The UK has become the world’s test-bed for video-to-go. More accurately, it has become the testing-ground for engineering trials of digital television broadcast to mobile devices, according to Mike Short, chairman of the international Mobile Data Association.

World Cup football in Germany this month, however, may force the technology out of the laboratory and into the commercial arena.

Two UK field trials have taken place in the past few months. The first, involving BT in collaboration with Virgin Mobile, showed that consumers were prepared to fork out up to £8 a month for a package of channels.

A second, run by the mobile operator O2 with the commercial station NTL Arqiva, found that people watched for up to three hours a week, averaging 23 minutes a session at home as well as on the move.

Which seems oddly counter-intuitive. Why should anyone choose to watch TV on a tiny screen using earphones when many homes these days boast thin, widescreen televisions in the parlour? It’s an intriguing question, but then the results of the two trials must seem doubly strange to those who regard mobile TV as of questionable value.

More UK trials are in prospect including a collaboration between BSkyB and the US semiconductor company Qualcomm in the first European trial of a technology called “MediaFLO”. Two weeks ago, a group of UK and South Korean companies including Arqiva, BT Movio, Radioscape, Factum, LG Electronics and Samsung announced a trial to take place in London to demonstrate the relative merits of different technological approaches.

Broadcasting television programmes to mobile devices is already a reality in South Korea where 600,000 receivers have been sold since December. The technology has also gone live in Germany, spurred into action by the proximity of the World Cup.

Frontier Silicon, a UK-based electronics group which is a world leader in receiver modules for digital audio and video says it has shipped more than 1m integrated circuits for incorporation into mass market mobile phone handsets for mobile TV services in South Korea, China and Germany.

Industry watchers agree that mobile TV is on the move. David McQueen, a senior analyst with the consultancy Informa Telecoms and Media, argues that the World Cup will kick-start mobile TV growth: “By the 2008 Olympics [in China] we will all be prepared to watch TV on our phones and by the 2010 World Cup, the infrastructure will be mature and one-in-13 mobile phone users worldwide will own a mobile TV handset,” he says.

It is significant that Radioscape, the company which has supplied the UK’s commercial radio stations with the technology to enable them to play out digital audio, has started to close deals with Chinese broadcasters.

This suggests that China will be well prepared for digital video broadcasting by the time it hosts the Olympics.

The research arm of the Canadian bank CIBC has little doubt that mobile TV is about to come into its own: “We believe the mobile food chain has reached critical mass,” it says, concluding that all the necessary pieces are now in place. “We expect commercial activity to move from Korea where it started in 2005 to the US in 2006 and Europe and other regions in 2007 and thereafter.”
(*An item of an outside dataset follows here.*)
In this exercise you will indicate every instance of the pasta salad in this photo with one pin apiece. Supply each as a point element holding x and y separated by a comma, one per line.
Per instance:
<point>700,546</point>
All of which looks like good news for handset manufacturers and network operators. The need to acquire digital video-enabled handsets will help drive the replacement cycle while the apparent willingness of subscribers to pay for TV content should help sustain operators’ income and satisfy their search for ways to drive up average revenue per user.

Questions of broadcasting standards and spectrum allocation will need to be resolved, however.

There are at least four standards in play: DVB-H, a derivative of Europe’s terrestrial broadcasting technology and used in the 02/Arqiva trial; MediaFLO, a proprietary technology developed by Qualcomm of the US; T-DMB, a technology in use in South Korea; and DAB-IP, which transmits radio and television signals over the internet.

Inevitably, it looks as if each of these standards will be accepted in some markets. Just as with mobile phones, there seems little hope of achieving a world standard, despite the efforts of the International Telecommunication Union, whose regional conference closed last week in Geneva.

Analysts such as CIBC think that DVB-H is the best positioned standard worldwide, with companies such as Philips of the Netherlands, Texas Instruments and Motorola of the US and NEC of Japan, as well as Truespan Semiconductor of the US, Siano of Israel, Dipcom of France and Frontier Silicon of the UK, all working on DVB-H chips.

The World Cup, however, seems likely to form the best test-bed for what many think is the next killer application for mobile phones.